Sinds ik griep had in december en daardoor zo vreselijk benauwd was, heb ik het gevoel in de extra tijd te leven. ‘Voor hetzelfde geld had ik dit niet meer meegemaakt‘, zeg ik tegenwoordig regelmatig tegen mezelf.
Maar lééf ik eigenlijk nog wel of is het overleven, wat ik doe? Profiteer ik wel genoeg van de tijd die me nog is gegeven, of neemt mijn ziekte me in zijn kielzog van aftakeling en zorgen met zich mee?
Wakker worden in de wetenschap dat ik er anderhalf uur over ga doen om vanuit mijn bed in mijn rolstoel beneden te belanden, maakt dat ik op voorhand al moe ben. Eerst maar ontbijt en koffie op bed, dan.
Medicijnen, katheterperikelen, uit bed tillen, onder de douche rijden, aankleden, alles door andermans handen gedaan. Moe worden van de fysieke inspanning, zonder beademing erbij, dat is tegenwoordig afzien. Overleven, dus.

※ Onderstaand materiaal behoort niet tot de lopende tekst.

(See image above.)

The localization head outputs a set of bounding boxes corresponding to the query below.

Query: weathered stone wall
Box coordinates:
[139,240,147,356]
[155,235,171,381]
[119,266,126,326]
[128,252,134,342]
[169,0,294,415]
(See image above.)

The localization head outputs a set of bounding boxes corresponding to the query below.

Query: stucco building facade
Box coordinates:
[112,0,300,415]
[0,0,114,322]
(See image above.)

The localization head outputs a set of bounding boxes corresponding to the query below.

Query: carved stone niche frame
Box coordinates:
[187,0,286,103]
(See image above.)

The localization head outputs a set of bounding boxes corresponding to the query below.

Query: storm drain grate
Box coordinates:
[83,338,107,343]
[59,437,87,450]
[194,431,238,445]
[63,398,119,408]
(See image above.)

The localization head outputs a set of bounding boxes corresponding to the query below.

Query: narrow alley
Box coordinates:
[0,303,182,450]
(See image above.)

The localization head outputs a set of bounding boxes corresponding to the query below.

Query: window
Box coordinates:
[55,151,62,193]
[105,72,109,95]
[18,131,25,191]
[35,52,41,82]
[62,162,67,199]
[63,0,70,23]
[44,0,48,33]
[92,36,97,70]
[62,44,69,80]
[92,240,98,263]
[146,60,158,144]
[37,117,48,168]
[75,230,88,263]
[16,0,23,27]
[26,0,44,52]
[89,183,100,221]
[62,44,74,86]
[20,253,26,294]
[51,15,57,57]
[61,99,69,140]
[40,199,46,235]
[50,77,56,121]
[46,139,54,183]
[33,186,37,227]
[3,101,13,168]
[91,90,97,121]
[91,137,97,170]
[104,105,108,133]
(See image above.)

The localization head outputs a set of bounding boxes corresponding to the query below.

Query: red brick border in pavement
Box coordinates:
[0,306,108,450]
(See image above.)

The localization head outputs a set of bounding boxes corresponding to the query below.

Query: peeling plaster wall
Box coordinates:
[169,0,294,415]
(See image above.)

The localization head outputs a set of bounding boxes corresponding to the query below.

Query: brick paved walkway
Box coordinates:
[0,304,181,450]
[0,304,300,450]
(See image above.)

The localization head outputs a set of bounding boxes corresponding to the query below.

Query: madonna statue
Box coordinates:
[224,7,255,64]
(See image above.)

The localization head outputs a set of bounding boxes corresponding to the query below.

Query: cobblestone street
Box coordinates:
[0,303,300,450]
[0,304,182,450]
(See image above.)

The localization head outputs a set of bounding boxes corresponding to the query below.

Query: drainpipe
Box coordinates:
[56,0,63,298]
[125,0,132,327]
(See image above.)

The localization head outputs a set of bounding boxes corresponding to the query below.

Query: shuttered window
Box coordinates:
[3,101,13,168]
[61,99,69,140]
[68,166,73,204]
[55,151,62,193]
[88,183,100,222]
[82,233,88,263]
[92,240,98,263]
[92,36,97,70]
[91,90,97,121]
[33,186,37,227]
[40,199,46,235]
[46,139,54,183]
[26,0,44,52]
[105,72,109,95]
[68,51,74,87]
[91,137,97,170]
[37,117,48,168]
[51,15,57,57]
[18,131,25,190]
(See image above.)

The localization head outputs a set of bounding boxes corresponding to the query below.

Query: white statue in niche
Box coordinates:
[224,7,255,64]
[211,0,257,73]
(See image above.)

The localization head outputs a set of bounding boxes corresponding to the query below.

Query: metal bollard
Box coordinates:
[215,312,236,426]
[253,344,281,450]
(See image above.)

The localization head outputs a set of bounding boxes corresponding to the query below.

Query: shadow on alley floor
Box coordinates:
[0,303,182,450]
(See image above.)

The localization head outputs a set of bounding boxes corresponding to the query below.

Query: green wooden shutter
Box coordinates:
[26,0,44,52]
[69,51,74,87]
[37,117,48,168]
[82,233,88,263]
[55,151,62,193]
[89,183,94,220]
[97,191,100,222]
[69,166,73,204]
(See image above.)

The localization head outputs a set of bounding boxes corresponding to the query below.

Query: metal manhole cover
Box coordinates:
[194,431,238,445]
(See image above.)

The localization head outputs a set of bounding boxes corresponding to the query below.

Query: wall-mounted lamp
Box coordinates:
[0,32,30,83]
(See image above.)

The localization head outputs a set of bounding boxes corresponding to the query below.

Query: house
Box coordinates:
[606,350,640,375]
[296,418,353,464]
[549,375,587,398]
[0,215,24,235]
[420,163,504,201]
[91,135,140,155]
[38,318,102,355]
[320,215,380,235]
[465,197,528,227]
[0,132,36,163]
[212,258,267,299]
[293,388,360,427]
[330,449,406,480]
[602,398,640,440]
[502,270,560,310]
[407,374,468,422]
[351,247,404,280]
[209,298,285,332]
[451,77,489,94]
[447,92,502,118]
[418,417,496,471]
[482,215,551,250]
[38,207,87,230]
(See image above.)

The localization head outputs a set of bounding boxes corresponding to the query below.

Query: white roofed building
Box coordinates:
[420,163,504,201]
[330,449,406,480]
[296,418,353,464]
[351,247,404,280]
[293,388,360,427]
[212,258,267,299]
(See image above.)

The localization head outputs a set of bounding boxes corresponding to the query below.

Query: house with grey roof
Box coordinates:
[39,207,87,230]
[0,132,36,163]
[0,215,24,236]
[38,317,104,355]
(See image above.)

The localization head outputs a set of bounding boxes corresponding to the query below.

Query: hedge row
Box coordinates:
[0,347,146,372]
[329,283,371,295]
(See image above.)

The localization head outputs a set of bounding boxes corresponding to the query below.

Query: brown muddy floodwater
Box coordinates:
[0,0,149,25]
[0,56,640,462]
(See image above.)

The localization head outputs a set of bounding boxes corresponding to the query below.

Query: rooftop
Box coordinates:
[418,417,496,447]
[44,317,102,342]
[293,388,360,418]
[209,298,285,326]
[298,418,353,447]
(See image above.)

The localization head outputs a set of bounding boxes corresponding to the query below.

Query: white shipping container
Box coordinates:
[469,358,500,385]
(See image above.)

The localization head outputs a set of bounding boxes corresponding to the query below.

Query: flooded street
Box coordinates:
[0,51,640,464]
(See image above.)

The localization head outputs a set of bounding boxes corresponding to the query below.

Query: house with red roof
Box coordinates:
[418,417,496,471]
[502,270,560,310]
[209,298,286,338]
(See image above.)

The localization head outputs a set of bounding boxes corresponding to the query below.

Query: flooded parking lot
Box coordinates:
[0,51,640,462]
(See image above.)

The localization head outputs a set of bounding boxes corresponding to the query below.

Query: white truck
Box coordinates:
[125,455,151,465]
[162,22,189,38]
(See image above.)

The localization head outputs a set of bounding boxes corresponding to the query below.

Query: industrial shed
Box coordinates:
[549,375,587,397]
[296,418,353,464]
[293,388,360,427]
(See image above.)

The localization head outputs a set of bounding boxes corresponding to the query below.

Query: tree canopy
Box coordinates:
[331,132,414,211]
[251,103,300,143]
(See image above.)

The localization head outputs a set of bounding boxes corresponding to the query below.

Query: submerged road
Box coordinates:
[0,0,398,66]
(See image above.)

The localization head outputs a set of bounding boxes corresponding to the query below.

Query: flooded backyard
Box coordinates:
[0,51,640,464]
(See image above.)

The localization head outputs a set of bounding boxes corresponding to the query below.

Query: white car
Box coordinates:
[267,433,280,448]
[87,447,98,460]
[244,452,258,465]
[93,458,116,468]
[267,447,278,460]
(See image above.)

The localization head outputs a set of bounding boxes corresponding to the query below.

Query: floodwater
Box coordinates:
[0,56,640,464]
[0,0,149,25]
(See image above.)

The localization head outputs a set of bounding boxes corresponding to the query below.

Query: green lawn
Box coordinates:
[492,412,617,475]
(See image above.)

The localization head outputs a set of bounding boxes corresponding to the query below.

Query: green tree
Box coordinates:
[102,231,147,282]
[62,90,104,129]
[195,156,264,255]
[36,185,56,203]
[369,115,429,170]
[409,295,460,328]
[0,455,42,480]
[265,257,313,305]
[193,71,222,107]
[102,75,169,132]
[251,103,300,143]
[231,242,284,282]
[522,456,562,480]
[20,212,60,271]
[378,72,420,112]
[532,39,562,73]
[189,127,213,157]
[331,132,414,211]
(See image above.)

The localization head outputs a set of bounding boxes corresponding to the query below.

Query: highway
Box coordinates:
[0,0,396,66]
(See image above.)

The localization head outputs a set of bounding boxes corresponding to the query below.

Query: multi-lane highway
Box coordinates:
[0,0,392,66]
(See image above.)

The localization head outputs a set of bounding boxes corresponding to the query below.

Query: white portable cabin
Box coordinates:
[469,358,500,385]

Dan begint de werkdag, die bestaat uit het regelen van allerlei huishoudelijke en organisatorische zaken, contact onderhouden met mijn gezinsleden en andere mensen die ik graag wil zien en daarnaast pogingen doen om te schrijven.
Denk-, praat- en schrijfwerk doe ik allemaal zelf. Niemand bij nodig! Dat is mijn Leven, bestaande uit het schrijven van columns en werken aan mijn boek. Het creëren van iets, wat is dat toch heerlijk om te doen!
En dan maar hopen dat er niet te veel ruis op de lijn komt. Een ruzie in huis, niet opgeruimde rotzooi, een leuk feest dat aan mijn neus voorbij gaat; al snel ben ik uit het veld geslagen. Geërgerd, boos, verdrietig; overleven om het hoofd boven water te houden.
Stom! Niet doen! Zonde! Want er blijft al zo weinig tijd om te Leven over. Leven met een hoofdletter betekent dat je de dag plukt, neemt zoals hij is en blij bent met wat je krijgt. Zeker in de extra tijd.